Infelizmente
nossa ‘era’ confunde a figura do filósofo com a do Conselheiro Acácio, um personagem da obra, O primo Basílio, de Eça de Queirós. Segundo a Wikipédia: ...esta figura fictícia tornou-se
célebre como representação da convencionalidade e mediocridades dos políticos,
burocratas e filósofos dos finais do séc. XIX, sendo
até à atualidade utilizada para designar a pompa balofa e a postura de
pseudo-intelectualidade utilizada por muitas das figuras públicas. Deu origem
ao termo ‘acaciano’, designação
utilizada para tais figuras ou para os seus ditos.
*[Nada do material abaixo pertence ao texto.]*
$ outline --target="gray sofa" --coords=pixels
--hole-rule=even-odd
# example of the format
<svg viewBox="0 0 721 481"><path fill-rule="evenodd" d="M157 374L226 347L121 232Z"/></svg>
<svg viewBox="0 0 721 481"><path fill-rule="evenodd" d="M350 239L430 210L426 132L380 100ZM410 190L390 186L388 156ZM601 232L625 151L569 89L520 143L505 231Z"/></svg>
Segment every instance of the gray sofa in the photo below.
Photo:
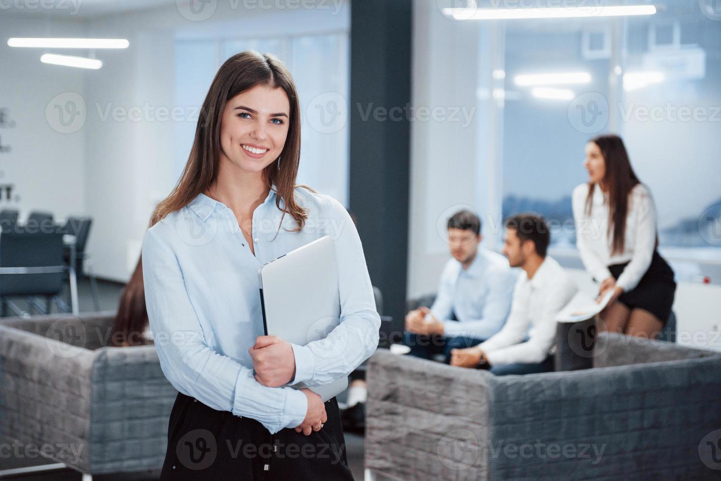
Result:
<svg viewBox="0 0 721 481"><path fill-rule="evenodd" d="M51 459L85 475L160 469L177 392L154 346L109 346L113 316L0 320L5 442L50 444Z"/></svg>
<svg viewBox="0 0 721 481"><path fill-rule="evenodd" d="M594 349L590 369L505 377L379 349L368 374L368 474L720 479L707 444L721 438L721 354L607 333Z"/></svg>

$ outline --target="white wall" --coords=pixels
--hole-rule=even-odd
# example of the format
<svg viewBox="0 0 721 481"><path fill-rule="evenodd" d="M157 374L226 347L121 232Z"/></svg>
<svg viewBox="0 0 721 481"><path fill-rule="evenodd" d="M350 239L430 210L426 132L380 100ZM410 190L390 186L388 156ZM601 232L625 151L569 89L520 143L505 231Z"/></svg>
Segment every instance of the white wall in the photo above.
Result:
<svg viewBox="0 0 721 481"><path fill-rule="evenodd" d="M38 49L7 46L11 37L84 35L76 21L38 22L35 17L0 15L0 108L12 127L0 127L0 208L16 208L21 220L31 210L47 210L56 219L86 212L85 133L63 133L54 104L65 106L65 92L84 94L84 73L41 63ZM50 112L46 117L46 109ZM69 120L69 117L66 117ZM71 123L70 126L74 125ZM12 184L9 200L1 186Z"/></svg>

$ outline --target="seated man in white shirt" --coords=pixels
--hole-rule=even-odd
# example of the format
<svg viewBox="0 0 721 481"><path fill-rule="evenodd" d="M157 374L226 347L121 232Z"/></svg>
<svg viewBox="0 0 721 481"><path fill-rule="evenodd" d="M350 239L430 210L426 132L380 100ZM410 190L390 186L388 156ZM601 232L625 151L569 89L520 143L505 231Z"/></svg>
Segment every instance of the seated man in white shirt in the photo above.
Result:
<svg viewBox="0 0 721 481"><path fill-rule="evenodd" d="M500 330L518 275L503 256L480 246L481 221L473 212L454 214L448 232L453 259L443 269L435 301L430 309L408 313L404 337L411 355L443 354L446 363L451 349L475 346Z"/></svg>
<svg viewBox="0 0 721 481"><path fill-rule="evenodd" d="M499 375L553 370L556 316L578 289L546 255L550 240L541 216L524 214L506 221L503 253L511 266L523 270L513 289L510 314L500 332L487 341L451 351L451 366L490 368Z"/></svg>

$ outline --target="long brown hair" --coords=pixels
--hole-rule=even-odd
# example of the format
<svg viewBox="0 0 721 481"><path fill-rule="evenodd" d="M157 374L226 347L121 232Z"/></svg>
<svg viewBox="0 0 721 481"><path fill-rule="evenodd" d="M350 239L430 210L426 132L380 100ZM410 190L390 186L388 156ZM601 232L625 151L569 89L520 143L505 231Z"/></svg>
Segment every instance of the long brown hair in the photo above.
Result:
<svg viewBox="0 0 721 481"><path fill-rule="evenodd" d="M624 141L618 135L599 135L590 140L603 155L606 174L603 186L609 194L609 222L606 235L611 236L613 228L614 239L611 253L623 252L626 238L626 216L628 213L629 194L640 181L631 167L629 154ZM596 184L588 183L588 195L586 197L586 213L590 215L592 198Z"/></svg>
<svg viewBox="0 0 721 481"><path fill-rule="evenodd" d="M118 313L112 326L113 346L143 346L143 332L148 327L148 310L145 305L145 284L143 282L143 260L138 260L133 275L123 289Z"/></svg>
<svg viewBox="0 0 721 481"><path fill-rule="evenodd" d="M252 50L235 54L216 73L200 108L187 163L170 194L156 207L151 217L151 226L169 213L187 205L215 180L220 161L221 126L226 104L236 95L257 85L280 87L288 96L291 111L286 144L278 158L263 170L262 174L269 188L275 184L275 206L278 210L280 200L285 203L283 216L288 212L296 220L298 226L293 230L303 228L308 211L293 197L301 158L301 117L296 85L291 73L278 57Z"/></svg>

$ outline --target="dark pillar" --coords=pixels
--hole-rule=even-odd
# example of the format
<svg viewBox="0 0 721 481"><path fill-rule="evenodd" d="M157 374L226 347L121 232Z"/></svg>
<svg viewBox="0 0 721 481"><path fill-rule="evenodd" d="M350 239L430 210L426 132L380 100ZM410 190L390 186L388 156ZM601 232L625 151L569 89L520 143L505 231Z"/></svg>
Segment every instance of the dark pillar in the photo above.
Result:
<svg viewBox="0 0 721 481"><path fill-rule="evenodd" d="M350 6L349 200L383 314L393 316L397 331L405 315L408 258L412 3Z"/></svg>

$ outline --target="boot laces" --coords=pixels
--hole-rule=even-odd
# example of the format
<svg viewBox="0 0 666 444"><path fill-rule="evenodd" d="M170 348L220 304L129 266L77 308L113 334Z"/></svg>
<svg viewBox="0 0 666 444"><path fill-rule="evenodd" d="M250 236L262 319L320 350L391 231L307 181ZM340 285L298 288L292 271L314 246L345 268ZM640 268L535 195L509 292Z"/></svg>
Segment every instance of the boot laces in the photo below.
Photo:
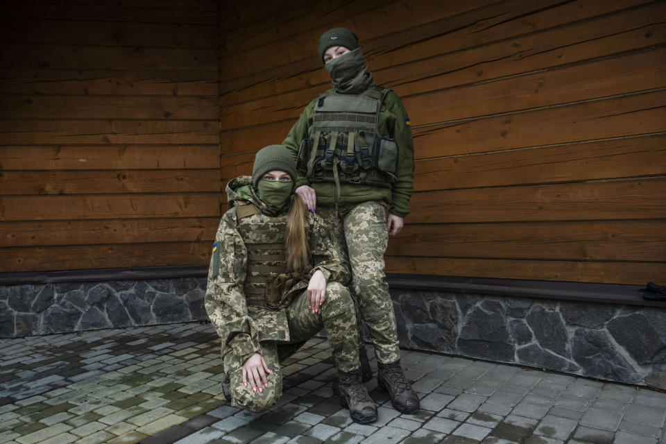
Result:
<svg viewBox="0 0 666 444"><path fill-rule="evenodd" d="M372 402L366 386L362 383L359 382L354 377L341 377L340 388L344 386L350 394L361 402Z"/></svg>
<svg viewBox="0 0 666 444"><path fill-rule="evenodd" d="M398 393L402 393L411 388L409 383L407 382L407 379L404 377L402 369L400 367L388 367L384 369L384 374L386 379L390 381L391 385L395 387Z"/></svg>

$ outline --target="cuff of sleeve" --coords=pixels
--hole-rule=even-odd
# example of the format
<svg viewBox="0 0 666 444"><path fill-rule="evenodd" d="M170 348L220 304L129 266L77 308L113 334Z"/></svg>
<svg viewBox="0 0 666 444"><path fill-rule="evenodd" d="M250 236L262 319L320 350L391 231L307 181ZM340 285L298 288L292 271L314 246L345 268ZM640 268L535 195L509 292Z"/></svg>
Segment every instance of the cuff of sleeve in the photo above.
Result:
<svg viewBox="0 0 666 444"><path fill-rule="evenodd" d="M322 266L318 266L318 267L316 268L314 270L313 270L313 271L312 271L312 273L311 273L310 275L311 276L312 275L314 275L314 272L316 271L317 270L319 270L319 271L321 271L323 273L324 273L324 278L326 278L326 282L327 282L328 281L331 280L331 276L333 275L333 273L331 273L331 271L330 271L330 270L327 270L327 269L326 269L326 268L323 268L323 267L322 267Z"/></svg>
<svg viewBox="0 0 666 444"><path fill-rule="evenodd" d="M398 216L398 217L402 217L402 218L403 218L403 219L404 219L404 217L406 217L406 216L407 216L407 214L409 214L409 211L407 211L407 212L399 211L397 208L395 208L395 207L391 207L388 210L388 212L391 213L391 214L395 214L395 216Z"/></svg>

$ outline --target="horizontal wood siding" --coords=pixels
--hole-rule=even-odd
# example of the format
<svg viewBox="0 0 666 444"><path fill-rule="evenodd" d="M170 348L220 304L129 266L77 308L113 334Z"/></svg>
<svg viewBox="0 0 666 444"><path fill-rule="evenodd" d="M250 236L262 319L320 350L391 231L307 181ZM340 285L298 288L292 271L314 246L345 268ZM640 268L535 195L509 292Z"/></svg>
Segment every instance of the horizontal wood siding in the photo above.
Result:
<svg viewBox="0 0 666 444"><path fill-rule="evenodd" d="M207 263L222 191L219 9L3 2L0 271Z"/></svg>
<svg viewBox="0 0 666 444"><path fill-rule="evenodd" d="M387 271L664 284L666 3L315 3L223 18L223 180L330 87L317 39L346 26L414 134Z"/></svg>

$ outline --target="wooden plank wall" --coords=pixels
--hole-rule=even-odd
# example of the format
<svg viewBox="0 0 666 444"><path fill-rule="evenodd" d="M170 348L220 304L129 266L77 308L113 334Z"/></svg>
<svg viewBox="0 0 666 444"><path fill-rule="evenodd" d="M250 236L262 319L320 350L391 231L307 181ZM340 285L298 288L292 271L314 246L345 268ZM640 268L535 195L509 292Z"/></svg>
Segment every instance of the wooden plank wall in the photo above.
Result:
<svg viewBox="0 0 666 444"><path fill-rule="evenodd" d="M0 5L0 271L203 264L216 0Z"/></svg>
<svg viewBox="0 0 666 444"><path fill-rule="evenodd" d="M387 271L665 283L666 3L244 4L221 26L223 179L330 87L316 40L346 26L415 136Z"/></svg>

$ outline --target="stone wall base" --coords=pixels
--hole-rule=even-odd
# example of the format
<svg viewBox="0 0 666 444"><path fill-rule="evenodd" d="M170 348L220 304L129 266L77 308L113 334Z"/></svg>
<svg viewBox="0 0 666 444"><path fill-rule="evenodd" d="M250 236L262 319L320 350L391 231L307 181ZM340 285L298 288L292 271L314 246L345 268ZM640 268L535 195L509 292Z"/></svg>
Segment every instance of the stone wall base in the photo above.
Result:
<svg viewBox="0 0 666 444"><path fill-rule="evenodd" d="M0 337L207 320L205 278L0 286Z"/></svg>
<svg viewBox="0 0 666 444"><path fill-rule="evenodd" d="M666 389L666 309L391 291L400 344Z"/></svg>
<svg viewBox="0 0 666 444"><path fill-rule="evenodd" d="M205 278L0 286L0 337L205 321ZM666 309L393 289L402 346L666 389Z"/></svg>

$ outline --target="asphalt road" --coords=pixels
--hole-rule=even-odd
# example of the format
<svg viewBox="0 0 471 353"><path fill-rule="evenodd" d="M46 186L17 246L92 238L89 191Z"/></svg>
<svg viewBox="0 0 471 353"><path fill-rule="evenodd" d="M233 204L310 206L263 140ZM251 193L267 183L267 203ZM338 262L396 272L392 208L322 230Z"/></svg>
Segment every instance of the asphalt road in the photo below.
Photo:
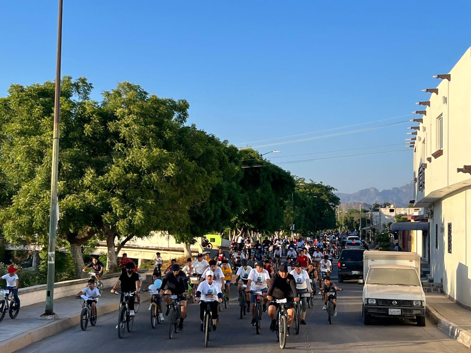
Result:
<svg viewBox="0 0 471 353"><path fill-rule="evenodd" d="M334 270L335 277L335 271ZM327 313L322 311L323 303L317 296L315 305L308 309L308 325L299 335L288 338L285 350L300 352L468 352L464 346L452 339L427 321L425 327L414 323L397 320L375 321L365 326L361 317L362 287L356 281L339 284L338 315L332 325ZM235 292L233 292L234 293ZM233 295L233 297L236 297ZM133 331L126 332L122 339L118 338L115 329L117 313L99 316L97 326L89 325L86 331L80 326L65 331L21 350L22 353L83 353L90 352L204 352L223 350L234 352L241 349L254 352L280 352L276 337L270 331L268 315L264 315L262 332L257 335L250 325L249 315L238 318L236 298L221 313L217 331L211 337L208 348L204 347L204 337L200 331L199 311L196 305L189 305L188 316L183 332L174 334L171 340L167 336L167 321L154 329L150 326L147 304L141 305L134 320ZM99 310L98 306L98 310ZM18 351L20 352L20 351Z"/></svg>

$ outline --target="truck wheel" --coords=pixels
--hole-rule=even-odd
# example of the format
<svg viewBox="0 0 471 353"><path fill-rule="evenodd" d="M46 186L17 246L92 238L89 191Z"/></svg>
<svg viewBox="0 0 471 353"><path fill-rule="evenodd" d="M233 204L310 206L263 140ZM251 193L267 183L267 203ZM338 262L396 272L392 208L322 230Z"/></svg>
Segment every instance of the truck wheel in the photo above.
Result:
<svg viewBox="0 0 471 353"><path fill-rule="evenodd" d="M416 320L417 320L417 325L418 326L422 326L422 327L425 326L425 316L417 316Z"/></svg>
<svg viewBox="0 0 471 353"><path fill-rule="evenodd" d="M366 313L366 310L363 305L363 324L371 325L371 316Z"/></svg>

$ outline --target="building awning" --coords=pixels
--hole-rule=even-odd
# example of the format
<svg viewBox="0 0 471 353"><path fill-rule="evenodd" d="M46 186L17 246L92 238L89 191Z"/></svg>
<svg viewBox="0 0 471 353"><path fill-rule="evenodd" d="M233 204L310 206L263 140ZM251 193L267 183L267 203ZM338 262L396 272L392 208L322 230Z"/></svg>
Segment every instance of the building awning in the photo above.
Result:
<svg viewBox="0 0 471 353"><path fill-rule="evenodd" d="M398 222L389 227L391 231L428 231L427 222Z"/></svg>

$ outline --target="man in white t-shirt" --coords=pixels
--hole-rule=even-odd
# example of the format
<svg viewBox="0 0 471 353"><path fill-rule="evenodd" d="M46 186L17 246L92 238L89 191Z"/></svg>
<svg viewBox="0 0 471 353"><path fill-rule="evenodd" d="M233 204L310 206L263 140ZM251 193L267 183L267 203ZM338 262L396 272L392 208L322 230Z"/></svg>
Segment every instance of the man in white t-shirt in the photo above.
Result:
<svg viewBox="0 0 471 353"><path fill-rule="evenodd" d="M301 324L306 325L306 297L304 295L312 293L312 288L309 281L309 274L305 270L303 270L299 262L294 264L294 269L290 273L296 281L296 289L298 295L301 295Z"/></svg>
<svg viewBox="0 0 471 353"><path fill-rule="evenodd" d="M205 270L209 267L208 261L203 258L203 254L198 254L196 256L196 259L193 261L190 271L194 270L194 273L196 274L201 274Z"/></svg>
<svg viewBox="0 0 471 353"><path fill-rule="evenodd" d="M270 285L270 274L268 271L263 268L265 263L263 261L259 261L255 265L255 268L250 272L249 274L249 281L247 284L247 292L251 290L262 292L263 297L264 312L267 311L267 292L268 291L268 286ZM250 307L252 313L252 325L255 324L255 301L257 300L257 294L251 294Z"/></svg>

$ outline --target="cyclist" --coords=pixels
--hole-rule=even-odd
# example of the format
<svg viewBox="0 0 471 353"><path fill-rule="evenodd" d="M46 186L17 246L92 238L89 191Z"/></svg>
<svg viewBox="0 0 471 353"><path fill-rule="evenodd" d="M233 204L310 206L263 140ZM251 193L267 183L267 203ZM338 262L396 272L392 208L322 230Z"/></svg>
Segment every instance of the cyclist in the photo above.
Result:
<svg viewBox="0 0 471 353"><path fill-rule="evenodd" d="M195 274L201 274L209 267L209 264L203 258L203 254L198 254L196 255L196 259L193 261L193 264L191 265L190 271L194 270L193 272Z"/></svg>
<svg viewBox="0 0 471 353"><path fill-rule="evenodd" d="M160 288L165 289L165 285L167 285L165 294L177 296L177 301L180 302L181 306L180 322L179 323L178 328L181 331L183 329L183 320L187 316L187 294L188 293L188 277L181 271L180 265L178 264L172 265L171 270L171 271L163 277L163 279L162 280L162 285L161 286ZM161 289L160 295L162 295L163 293L163 289ZM170 298L168 296L166 296L163 298L163 300L167 305L167 311L165 312L165 315L168 315L170 306Z"/></svg>
<svg viewBox="0 0 471 353"><path fill-rule="evenodd" d="M18 306L20 305L20 298L18 297L18 288L20 285L20 280L16 274L18 269L13 265L8 268L8 273L1 276L2 279L7 281L7 289L8 290L8 295L13 292L13 297Z"/></svg>
<svg viewBox="0 0 471 353"><path fill-rule="evenodd" d="M134 316L134 297L138 298L139 294L139 276L138 274L133 271L134 268L134 263L133 261L128 262L125 265L126 273L121 273L118 281L113 286L110 291L114 293L118 286L121 285L121 301L124 298L125 293L132 293L129 298L129 313L131 316Z"/></svg>
<svg viewBox="0 0 471 353"><path fill-rule="evenodd" d="M309 281L309 274L307 271L303 270L301 264L296 263L294 264L294 269L290 273L296 280L296 289L298 295L312 293L311 283ZM306 325L306 297L302 297L301 299L301 324Z"/></svg>
<svg viewBox="0 0 471 353"><path fill-rule="evenodd" d="M85 296L88 298L92 298L93 299L87 299L87 304L91 305L91 315L95 316L95 313L97 312L97 302L98 301L98 298L100 297L100 292L98 291L98 289L95 288L94 280L90 278L89 280L88 283L88 285L77 293L74 297ZM82 304L82 307L85 307L85 301L84 300L83 304Z"/></svg>
<svg viewBox="0 0 471 353"><path fill-rule="evenodd" d="M332 272L332 263L329 260L327 255L324 255L324 258L319 263L320 266L320 276L319 276L319 294L321 294L322 281L329 273Z"/></svg>
<svg viewBox="0 0 471 353"><path fill-rule="evenodd" d="M206 281L200 283L196 289L196 295L195 299L196 302L201 300L200 303L200 319L201 320L201 330L204 327L203 320L204 320L204 311L206 308L206 303L210 302L210 307L212 314L212 330L216 331L216 323L218 320L218 303L222 302L222 292L219 283L213 280L214 273L210 270L206 272ZM203 297L202 297L202 295ZM217 297L217 299L216 299Z"/></svg>
<svg viewBox="0 0 471 353"><path fill-rule="evenodd" d="M267 311L267 292L270 285L270 275L268 271L264 269L265 264L262 261L259 261L255 265L255 268L250 272L249 274L249 281L247 283L247 292L251 290L260 291L263 297L264 312ZM255 324L255 301L257 300L257 295L250 295L250 308L252 313L252 325Z"/></svg>
<svg viewBox="0 0 471 353"><path fill-rule="evenodd" d="M335 295L333 296L333 300L332 302L333 303L333 316L337 316L337 293L336 290L341 290L341 288L339 288L336 286L333 282L331 281L330 277L327 276L324 279L324 285L322 286L322 291L325 294L324 296L324 306L322 308L323 310L327 310L327 301L329 298L327 294L329 292L333 292Z"/></svg>
<svg viewBox="0 0 471 353"><path fill-rule="evenodd" d="M231 282L232 281L232 269L229 267L227 260L222 260L222 268L220 270L224 275L223 279L225 282L224 285L226 287L227 301L228 302L229 296L230 294Z"/></svg>
<svg viewBox="0 0 471 353"><path fill-rule="evenodd" d="M298 297L298 291L296 289L296 281L292 275L288 272L288 266L284 264L278 269L278 273L275 273L270 281L270 288L268 289L267 299L270 301L268 308L268 314L271 319L270 329L275 331L276 325L275 315L276 309L279 305L274 299L287 299L286 307L288 313L288 328L286 336L290 336L290 328L293 323L294 318L294 309L293 308L292 301L299 301Z"/></svg>

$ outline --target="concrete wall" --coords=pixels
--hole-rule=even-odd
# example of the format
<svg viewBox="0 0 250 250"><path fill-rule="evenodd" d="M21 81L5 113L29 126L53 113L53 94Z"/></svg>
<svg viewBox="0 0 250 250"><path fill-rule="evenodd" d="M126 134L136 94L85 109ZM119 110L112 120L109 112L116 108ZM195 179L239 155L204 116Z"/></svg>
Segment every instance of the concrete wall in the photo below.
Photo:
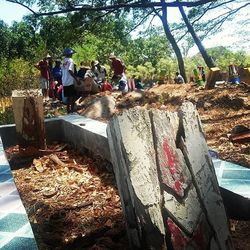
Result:
<svg viewBox="0 0 250 250"><path fill-rule="evenodd" d="M79 115L62 116L45 121L47 143L67 142L82 151L88 149L110 161L106 134L107 125ZM14 124L0 126L0 137L4 148L17 144Z"/></svg>

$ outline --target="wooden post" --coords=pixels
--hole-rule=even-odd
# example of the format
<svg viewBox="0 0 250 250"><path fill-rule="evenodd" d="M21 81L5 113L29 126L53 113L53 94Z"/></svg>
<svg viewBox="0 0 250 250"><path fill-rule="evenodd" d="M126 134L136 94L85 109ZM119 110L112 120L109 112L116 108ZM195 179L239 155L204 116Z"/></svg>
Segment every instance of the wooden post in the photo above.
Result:
<svg viewBox="0 0 250 250"><path fill-rule="evenodd" d="M210 68L207 81L205 85L205 89L213 89L216 83L216 80L218 79L220 73L220 69L218 67Z"/></svg>
<svg viewBox="0 0 250 250"><path fill-rule="evenodd" d="M198 113L133 108L107 127L131 249L233 249Z"/></svg>
<svg viewBox="0 0 250 250"><path fill-rule="evenodd" d="M19 146L44 149L46 140L42 93L39 90L14 90L12 100Z"/></svg>

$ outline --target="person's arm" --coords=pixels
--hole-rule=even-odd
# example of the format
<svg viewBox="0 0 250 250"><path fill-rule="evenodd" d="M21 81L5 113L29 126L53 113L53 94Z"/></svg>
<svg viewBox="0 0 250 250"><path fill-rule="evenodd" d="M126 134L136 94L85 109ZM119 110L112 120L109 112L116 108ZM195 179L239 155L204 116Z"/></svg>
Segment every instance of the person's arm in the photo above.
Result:
<svg viewBox="0 0 250 250"><path fill-rule="evenodd" d="M75 65L74 65L74 62L71 61L70 62L70 66L69 66L69 73L70 75L75 79L76 83L77 84L80 84L80 81L79 79L76 77L75 73L74 73L74 70L75 70Z"/></svg>

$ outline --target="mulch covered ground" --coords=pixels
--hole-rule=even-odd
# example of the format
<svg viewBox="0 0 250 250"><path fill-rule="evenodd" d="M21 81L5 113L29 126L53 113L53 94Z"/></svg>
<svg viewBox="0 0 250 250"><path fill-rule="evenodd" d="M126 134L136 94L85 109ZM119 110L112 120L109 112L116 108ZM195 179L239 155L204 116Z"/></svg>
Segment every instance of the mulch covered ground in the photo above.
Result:
<svg viewBox="0 0 250 250"><path fill-rule="evenodd" d="M234 143L230 139L237 126L250 128L247 85L204 90L191 84L163 84L125 96L101 93L85 98L80 112L103 95L114 98L115 112L134 106L175 111L182 102L191 101L198 109L208 146L221 159L250 167L250 143ZM53 107L45 108L58 112L58 107L54 111ZM102 117L99 120L108 122ZM31 164L13 171L39 248L127 249L114 176L107 172L103 161L79 155L57 143L48 149L51 152L43 152ZM13 157L17 151L16 147L10 148L8 154ZM250 249L250 221L231 220L230 227L235 249Z"/></svg>
<svg viewBox="0 0 250 250"><path fill-rule="evenodd" d="M18 147L6 152L15 169ZM120 197L103 161L57 143L39 154L13 170L39 249L128 249Z"/></svg>

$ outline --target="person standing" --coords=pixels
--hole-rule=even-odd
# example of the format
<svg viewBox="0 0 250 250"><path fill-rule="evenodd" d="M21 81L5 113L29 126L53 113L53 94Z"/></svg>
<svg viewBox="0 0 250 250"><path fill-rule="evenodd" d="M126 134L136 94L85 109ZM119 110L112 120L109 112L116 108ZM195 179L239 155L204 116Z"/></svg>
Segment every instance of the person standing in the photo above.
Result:
<svg viewBox="0 0 250 250"><path fill-rule="evenodd" d="M109 56L109 59L111 60L111 69L114 72L112 81L117 83L121 76L125 75L125 65L122 60L117 58L113 53Z"/></svg>
<svg viewBox="0 0 250 250"><path fill-rule="evenodd" d="M42 94L45 100L49 98L49 64L48 59L51 58L49 54L47 54L43 60L38 62L35 67L40 71L40 84L42 89Z"/></svg>
<svg viewBox="0 0 250 250"><path fill-rule="evenodd" d="M185 83L184 78L182 77L182 75L179 72L175 73L175 79L174 79L174 81L177 84L183 84L183 83Z"/></svg>
<svg viewBox="0 0 250 250"><path fill-rule="evenodd" d="M97 75L97 83L99 85L102 85L102 83L104 82L104 79L106 78L107 76L107 71L106 71L106 68L104 66L102 66L98 61L95 61L95 72L96 72L96 75Z"/></svg>
<svg viewBox="0 0 250 250"><path fill-rule="evenodd" d="M74 81L77 84L79 80L75 75L75 64L72 59L72 55L76 53L71 48L66 48L63 51L63 55L65 56L62 65L62 85L64 96L67 97L67 112L73 113L74 112L74 105L75 105L75 98L76 98L76 91L74 87Z"/></svg>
A filosofia acaciana é habitada por uma série de
papagaios hermeneutas, capazes de citações sobre o quê disseram Sócrates,
Platão e Aristóteles, — santíssima trindade da filosofia convencional —, sobre
fatos ocorridos aos filósofos, em geral, e o que disseram sobre eles, alguns outros autores de
textos sobre filosofia. É como estar diante de um catálogo de páginas amarelas
de serviços, não de sabedoria. São esses mesmos ‘Acácios’ que elevam alguns
pensadores ao status de verdadeiros e imprescindíveis e determinam que outros
devam habitar o limbo, como no caso de Marx, banido por gente que não produziu
nem 1%, em termos filosóficos, da obra do crítico maior do capitalismo.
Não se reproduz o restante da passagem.